Kein Import von Stammzellen
Die neue Nationale Ethik-Kommission im Bereich Humanmedizin will von einem Vorpreschen nichts wissen: Sie lehnt es ab, mit einem Import embryonaler Stammzellen bereits jetzt Fakten zu schaffen. Zuerst müssten die ethischen Fragen wirklich diskutiert werden, so die Empfehlung.
Die Grundsätze sind klar: Die Schweiz verfügt zwar über ein rigides Embryonenschutz-Gesetz, doch der Import und die Forschung mit importierten embryonalen Stammzellen ist gesetzlich nicht verboten.
Diese Lücke wurde erst vor wenigen Monaten einer breiten Öffentlichkeit bewusst: Eine Genfer Forschungsgruppe hatte beim Nationalfonds, der Institution für staatliche Forschungs-Finanzierung, ein entsprechendes Gesuch eingereicht. Es ging dabei nicht um ein Ja oder Nein zum Projekt, sondern um finanzielle Unterstützung.

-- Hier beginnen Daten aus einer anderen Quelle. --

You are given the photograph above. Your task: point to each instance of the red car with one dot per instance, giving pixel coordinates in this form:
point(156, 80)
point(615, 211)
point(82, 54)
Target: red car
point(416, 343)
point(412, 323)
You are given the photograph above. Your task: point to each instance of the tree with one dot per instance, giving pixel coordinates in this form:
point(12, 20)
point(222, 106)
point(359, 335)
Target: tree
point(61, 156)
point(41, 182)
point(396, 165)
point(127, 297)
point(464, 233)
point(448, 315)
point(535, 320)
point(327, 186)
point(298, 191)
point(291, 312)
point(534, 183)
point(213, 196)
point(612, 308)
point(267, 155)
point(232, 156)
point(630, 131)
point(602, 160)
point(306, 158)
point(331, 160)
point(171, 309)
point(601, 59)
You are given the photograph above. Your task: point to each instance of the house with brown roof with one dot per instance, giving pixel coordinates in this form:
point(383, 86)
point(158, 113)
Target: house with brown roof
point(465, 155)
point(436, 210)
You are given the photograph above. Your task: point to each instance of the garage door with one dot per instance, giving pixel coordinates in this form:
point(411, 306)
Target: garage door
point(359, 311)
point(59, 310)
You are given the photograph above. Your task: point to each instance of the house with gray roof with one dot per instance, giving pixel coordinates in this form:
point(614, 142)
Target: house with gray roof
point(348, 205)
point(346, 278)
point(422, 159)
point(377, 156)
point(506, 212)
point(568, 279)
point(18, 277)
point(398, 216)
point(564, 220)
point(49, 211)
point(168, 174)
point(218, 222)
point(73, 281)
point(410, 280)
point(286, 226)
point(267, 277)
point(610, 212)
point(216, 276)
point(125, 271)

Der Nationalfonds war sich der Brisanz des Entscheides bewusst – er stellte das Projekt zurück mit dem Argument, darüber brauche es eine gesellschaftliche Debatte.
Diesen Freitag will der Stiftungsrat, das oberste Gremium des Nationalfonds, über das Gesuch diskutieren. Und genau zwei Tage vorher hat nun die neue Nationale Ethik-Kommission ihre Empfehlung veröffentlicht.
Noch keine inhaltliche Bewertung
«Stammzellen: Durch Import keine Fakten schaffen» – so bereits der klare Titel der Stellungnahme. Allerdings: «Die Kommission kritisiert nicht die Stammzellforschung. Sie anerkennt nachdrücklich, dass dieser Zweig wissenschaftlich und therapeutisch zu Hoffnungen Anlass gibt.»
Die Problematik der Stammzellen – vor allem, dass die Stammzellen teilweise aus abgetriebenen Embryos oder gar speziell dafür «hergestellten» Embryos gewonnen werden -, diese Problematik «soll in der Schweiz offen und vorurteilslos diskutiert werden können». Eine Diskussion, die eben erst am Anlaufen ist.
Um Monate verzögert
Es habe Kontakte gegeben zwischen dem Nationalfonds und der Ethik-Kommission, sagte deren Präsident, Christoph Rehmann-Sutter, gegenüber swissinfo. Doch die Kommission könne bloss Empfehlungen abgeben, die Entscheidung liege weiterhin beim Nationalfonds.
Will dieser die Mahnungen zu öffentlicher Debatte ernst nehmen, so werden sich die Entscheide um Monate verzögern. Einen Zeitpunkt will Rehmann-Sutter nicht nennen. «Wir müssen uns so viel Zeit nehmen, wie wir brauchen», betont er.
Dass die Zeit nicht drängt, ist übrigens nicht bloss die Meinung der Kommission. Der freisinnige Volkswirtschafts-Minister Pascal Couchepin betonte kürzlich in der «Weltwoche»: «In der Schweiz will niemand die Stammzellenforschung erlauben ohne vorherige intensive Diskussion. Diese Meinung teilen sowohl Generaldirektoren der Pharmaindustrie, mit denen ich gesprochen habe, als auch namhafte Forscher. Hier sind fundamentale moralische Werte betroffen.»
Bleibt also abzuwarten, ob sich der Nationalfonds am Freitag dieser Einschätzung anschliesst.